Enquanto levava a cachorra para passear, Mirtes deixou Miguel aos cuidados de Sarí que, fazia as unhas e quando Miguel começou a chorar perguntando pela mãe, o colocou no elevador de serviço do prédio, sozinho, dando acesso às áreas onde ficam os condensadores de ar-condicionado do prédio. O menino desceu no 9° andar, acredita-se que ele viu a mãe na calçada e subiu na grade de proteção de um ar-condicionado, desequilibrou-se e caiu. Ao retornar do passeio, foi Mirtes uma das primeiras pessoas do condomínio a ver o filho no chão.
Poucos dias após o crime, o site do Jornal do Commercio divulgou que Mirtes era funcionária da prefeitura de Tamandaré. Após enterrar o filho Miguel, Mirtes disse em entrevistas que pediria demissão.
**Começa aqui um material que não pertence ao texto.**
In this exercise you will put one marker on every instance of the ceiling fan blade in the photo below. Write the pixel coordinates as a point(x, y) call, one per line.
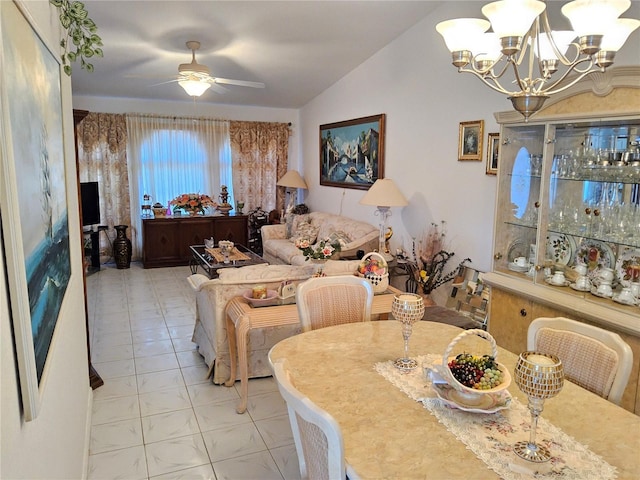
point(164, 83)
point(242, 83)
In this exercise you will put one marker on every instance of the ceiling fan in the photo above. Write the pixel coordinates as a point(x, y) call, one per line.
point(196, 78)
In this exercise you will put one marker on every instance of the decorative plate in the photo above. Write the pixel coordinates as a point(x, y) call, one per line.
point(560, 248)
point(488, 403)
point(628, 256)
point(617, 299)
point(596, 255)
point(551, 282)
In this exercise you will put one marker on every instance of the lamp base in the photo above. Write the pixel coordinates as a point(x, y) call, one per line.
point(532, 452)
point(405, 364)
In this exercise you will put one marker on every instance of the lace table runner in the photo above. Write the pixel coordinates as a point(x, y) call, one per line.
point(491, 436)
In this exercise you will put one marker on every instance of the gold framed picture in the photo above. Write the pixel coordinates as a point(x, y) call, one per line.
point(493, 149)
point(470, 140)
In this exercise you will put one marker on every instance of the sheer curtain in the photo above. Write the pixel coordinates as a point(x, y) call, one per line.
point(169, 156)
point(260, 158)
point(102, 158)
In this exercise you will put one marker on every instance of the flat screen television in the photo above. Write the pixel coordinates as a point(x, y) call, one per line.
point(90, 203)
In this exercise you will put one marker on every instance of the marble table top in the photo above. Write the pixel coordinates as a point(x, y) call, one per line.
point(388, 435)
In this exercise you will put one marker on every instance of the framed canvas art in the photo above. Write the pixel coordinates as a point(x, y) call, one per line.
point(493, 149)
point(33, 197)
point(470, 140)
point(352, 152)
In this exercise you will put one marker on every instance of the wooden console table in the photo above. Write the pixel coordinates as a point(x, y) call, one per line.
point(242, 317)
point(166, 241)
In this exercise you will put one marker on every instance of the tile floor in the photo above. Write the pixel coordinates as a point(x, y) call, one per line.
point(157, 416)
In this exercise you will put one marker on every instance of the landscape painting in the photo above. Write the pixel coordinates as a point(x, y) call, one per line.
point(37, 231)
point(352, 152)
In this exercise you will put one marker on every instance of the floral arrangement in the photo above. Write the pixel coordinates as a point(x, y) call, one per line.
point(432, 259)
point(322, 250)
point(192, 202)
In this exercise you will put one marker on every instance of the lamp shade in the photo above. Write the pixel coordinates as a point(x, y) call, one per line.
point(384, 193)
point(292, 179)
point(195, 88)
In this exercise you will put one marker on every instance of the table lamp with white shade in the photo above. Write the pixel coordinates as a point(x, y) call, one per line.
point(292, 181)
point(384, 194)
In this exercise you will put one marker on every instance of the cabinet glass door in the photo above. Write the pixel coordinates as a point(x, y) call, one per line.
point(594, 207)
point(519, 177)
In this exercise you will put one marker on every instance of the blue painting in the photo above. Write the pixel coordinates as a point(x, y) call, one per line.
point(352, 152)
point(34, 112)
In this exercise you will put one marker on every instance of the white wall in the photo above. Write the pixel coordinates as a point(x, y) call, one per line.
point(413, 82)
point(55, 444)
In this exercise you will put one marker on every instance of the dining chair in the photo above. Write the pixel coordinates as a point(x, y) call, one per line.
point(327, 301)
point(592, 357)
point(316, 434)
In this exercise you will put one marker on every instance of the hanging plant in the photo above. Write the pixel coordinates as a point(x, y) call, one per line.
point(82, 41)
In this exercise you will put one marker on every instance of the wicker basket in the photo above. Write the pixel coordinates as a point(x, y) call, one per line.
point(472, 392)
point(379, 280)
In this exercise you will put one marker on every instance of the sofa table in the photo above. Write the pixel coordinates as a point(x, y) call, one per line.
point(242, 317)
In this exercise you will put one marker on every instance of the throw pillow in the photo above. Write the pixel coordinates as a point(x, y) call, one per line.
point(305, 230)
point(339, 237)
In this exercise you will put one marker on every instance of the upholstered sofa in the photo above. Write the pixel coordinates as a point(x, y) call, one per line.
point(210, 332)
point(353, 235)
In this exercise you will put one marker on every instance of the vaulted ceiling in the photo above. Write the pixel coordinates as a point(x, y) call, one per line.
point(297, 48)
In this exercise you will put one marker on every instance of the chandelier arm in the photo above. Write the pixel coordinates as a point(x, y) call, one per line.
point(497, 87)
point(582, 74)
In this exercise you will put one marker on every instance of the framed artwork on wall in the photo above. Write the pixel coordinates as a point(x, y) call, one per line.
point(493, 148)
point(352, 152)
point(33, 197)
point(470, 140)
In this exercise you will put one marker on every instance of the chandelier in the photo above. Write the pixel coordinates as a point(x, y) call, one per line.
point(541, 59)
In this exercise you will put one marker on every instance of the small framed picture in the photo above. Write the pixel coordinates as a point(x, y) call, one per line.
point(470, 140)
point(493, 148)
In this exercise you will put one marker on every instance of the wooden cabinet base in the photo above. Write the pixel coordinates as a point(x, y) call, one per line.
point(166, 241)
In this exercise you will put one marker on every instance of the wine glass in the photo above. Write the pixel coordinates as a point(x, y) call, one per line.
point(407, 308)
point(539, 376)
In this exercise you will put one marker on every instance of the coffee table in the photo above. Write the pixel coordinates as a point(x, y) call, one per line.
point(201, 258)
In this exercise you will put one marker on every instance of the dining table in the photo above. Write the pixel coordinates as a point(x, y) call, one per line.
point(390, 435)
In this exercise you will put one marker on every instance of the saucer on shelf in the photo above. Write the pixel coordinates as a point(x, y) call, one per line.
point(594, 291)
point(575, 287)
point(617, 299)
point(487, 403)
point(517, 268)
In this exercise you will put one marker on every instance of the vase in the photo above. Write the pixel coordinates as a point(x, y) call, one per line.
point(122, 247)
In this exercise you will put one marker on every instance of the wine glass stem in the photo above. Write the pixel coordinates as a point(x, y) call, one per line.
point(406, 333)
point(535, 406)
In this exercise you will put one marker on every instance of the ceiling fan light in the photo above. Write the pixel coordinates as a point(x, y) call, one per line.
point(614, 39)
point(461, 34)
point(589, 17)
point(195, 88)
point(512, 18)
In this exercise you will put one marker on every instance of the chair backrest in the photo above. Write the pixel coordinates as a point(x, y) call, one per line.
point(592, 357)
point(326, 301)
point(316, 434)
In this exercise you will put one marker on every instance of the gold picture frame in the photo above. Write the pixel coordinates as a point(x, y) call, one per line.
point(470, 140)
point(493, 150)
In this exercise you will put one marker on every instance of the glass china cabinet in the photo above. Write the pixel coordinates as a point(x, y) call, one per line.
point(568, 196)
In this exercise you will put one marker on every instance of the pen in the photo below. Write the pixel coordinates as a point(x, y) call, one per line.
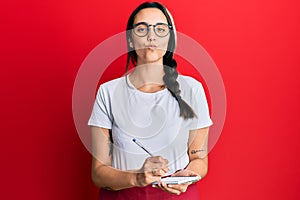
point(140, 145)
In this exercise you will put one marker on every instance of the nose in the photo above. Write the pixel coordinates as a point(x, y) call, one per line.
point(151, 34)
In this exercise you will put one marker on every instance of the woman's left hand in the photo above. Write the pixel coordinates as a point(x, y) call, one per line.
point(177, 189)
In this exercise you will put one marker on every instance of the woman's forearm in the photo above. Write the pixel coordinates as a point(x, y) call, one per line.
point(110, 178)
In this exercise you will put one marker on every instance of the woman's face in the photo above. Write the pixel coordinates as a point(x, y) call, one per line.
point(150, 48)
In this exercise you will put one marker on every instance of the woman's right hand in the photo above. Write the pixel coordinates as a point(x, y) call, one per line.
point(153, 169)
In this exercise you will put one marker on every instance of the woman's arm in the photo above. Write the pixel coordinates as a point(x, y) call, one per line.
point(197, 151)
point(198, 165)
point(105, 176)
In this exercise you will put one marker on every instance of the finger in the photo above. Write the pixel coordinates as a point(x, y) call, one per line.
point(179, 187)
point(170, 189)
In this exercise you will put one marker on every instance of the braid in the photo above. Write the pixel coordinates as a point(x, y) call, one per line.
point(170, 79)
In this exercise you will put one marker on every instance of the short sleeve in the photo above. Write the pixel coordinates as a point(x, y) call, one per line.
point(200, 107)
point(101, 114)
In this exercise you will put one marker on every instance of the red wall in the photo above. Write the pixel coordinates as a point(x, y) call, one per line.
point(255, 45)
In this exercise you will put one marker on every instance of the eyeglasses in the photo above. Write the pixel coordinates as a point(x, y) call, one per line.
point(141, 29)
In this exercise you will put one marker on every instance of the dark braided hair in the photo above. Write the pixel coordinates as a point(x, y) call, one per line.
point(171, 74)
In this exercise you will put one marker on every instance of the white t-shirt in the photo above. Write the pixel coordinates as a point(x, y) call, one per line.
point(152, 118)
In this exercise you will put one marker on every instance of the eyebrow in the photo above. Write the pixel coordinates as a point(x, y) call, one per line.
point(148, 23)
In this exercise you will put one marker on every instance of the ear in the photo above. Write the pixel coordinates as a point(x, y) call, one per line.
point(130, 43)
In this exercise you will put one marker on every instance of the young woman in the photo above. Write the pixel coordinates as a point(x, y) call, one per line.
point(166, 112)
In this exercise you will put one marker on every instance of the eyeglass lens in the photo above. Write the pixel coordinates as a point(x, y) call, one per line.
point(160, 30)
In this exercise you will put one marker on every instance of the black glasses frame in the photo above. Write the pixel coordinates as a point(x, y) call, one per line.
point(148, 28)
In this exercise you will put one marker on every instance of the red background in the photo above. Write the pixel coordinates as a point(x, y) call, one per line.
point(255, 45)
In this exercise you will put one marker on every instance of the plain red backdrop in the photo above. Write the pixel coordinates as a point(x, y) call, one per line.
point(255, 45)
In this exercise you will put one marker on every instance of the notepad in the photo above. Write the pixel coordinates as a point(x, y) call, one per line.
point(173, 180)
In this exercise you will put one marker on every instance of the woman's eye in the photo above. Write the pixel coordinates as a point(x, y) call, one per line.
point(141, 30)
point(161, 30)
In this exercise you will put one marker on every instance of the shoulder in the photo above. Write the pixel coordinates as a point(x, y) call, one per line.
point(188, 82)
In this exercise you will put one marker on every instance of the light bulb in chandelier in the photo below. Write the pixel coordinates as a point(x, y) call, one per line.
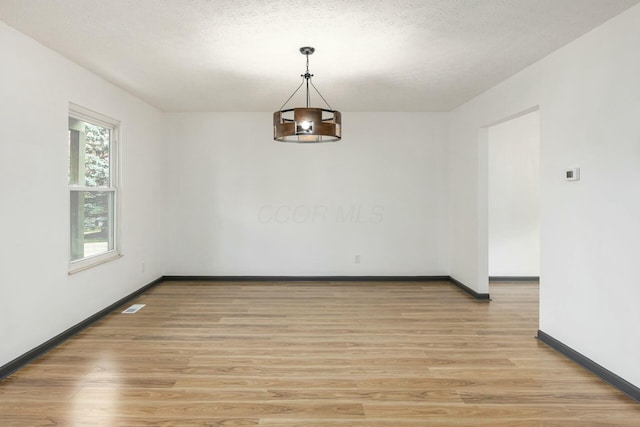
point(307, 124)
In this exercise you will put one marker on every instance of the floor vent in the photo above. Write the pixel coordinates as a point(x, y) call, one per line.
point(134, 308)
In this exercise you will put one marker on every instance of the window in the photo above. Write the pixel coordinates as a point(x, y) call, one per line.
point(93, 188)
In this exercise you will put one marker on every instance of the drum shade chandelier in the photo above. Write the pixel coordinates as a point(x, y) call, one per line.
point(308, 124)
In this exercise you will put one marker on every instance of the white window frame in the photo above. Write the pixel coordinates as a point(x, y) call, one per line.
point(92, 117)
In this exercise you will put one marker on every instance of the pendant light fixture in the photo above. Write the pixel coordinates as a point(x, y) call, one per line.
point(308, 124)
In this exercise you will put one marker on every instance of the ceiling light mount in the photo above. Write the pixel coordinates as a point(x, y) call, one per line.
point(308, 124)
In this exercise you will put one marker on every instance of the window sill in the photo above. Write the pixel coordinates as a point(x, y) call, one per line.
point(85, 264)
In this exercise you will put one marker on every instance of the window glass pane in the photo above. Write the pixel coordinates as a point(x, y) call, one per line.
point(89, 154)
point(92, 231)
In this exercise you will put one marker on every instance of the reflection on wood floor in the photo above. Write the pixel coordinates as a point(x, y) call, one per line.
point(311, 354)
A família Hacker, do marido de Sarí, é tradicional da política da zona da mata sul do estado desde os anos 90. Em 1992, o patriarca José Hildo Hacker (PSDB) disputou a prefeitura de Rio Formoso com a esposa Graça Hacker como candidata à vice, já que não havia ainda a lei nepotismo. Em 1996, José Hildo Hacker (PSDB) seguiu a disputa em Serinhaém, onde foi reeleito. Nas eleições de 2000, o casal se “dividiu”. Ele foi eleito em Serinhaem, ela em Rio Formoso, onde, reeleita, governou até 2008. No período de 2009 a 2016, o filho Hildo Hacker Júnior (PSD) esteve no comando da prefeitura de Tamandaré. Atualmente, o cargo é ocupado pelo marido de Sarí, Sérgio Hacker (PSB), sobrinho do ex-prefeito Hildo Junior. Já em Rio Formoso, a prefeita é Isabel Hacker (PSB), mãe de Sérgio e irmã de Hildo.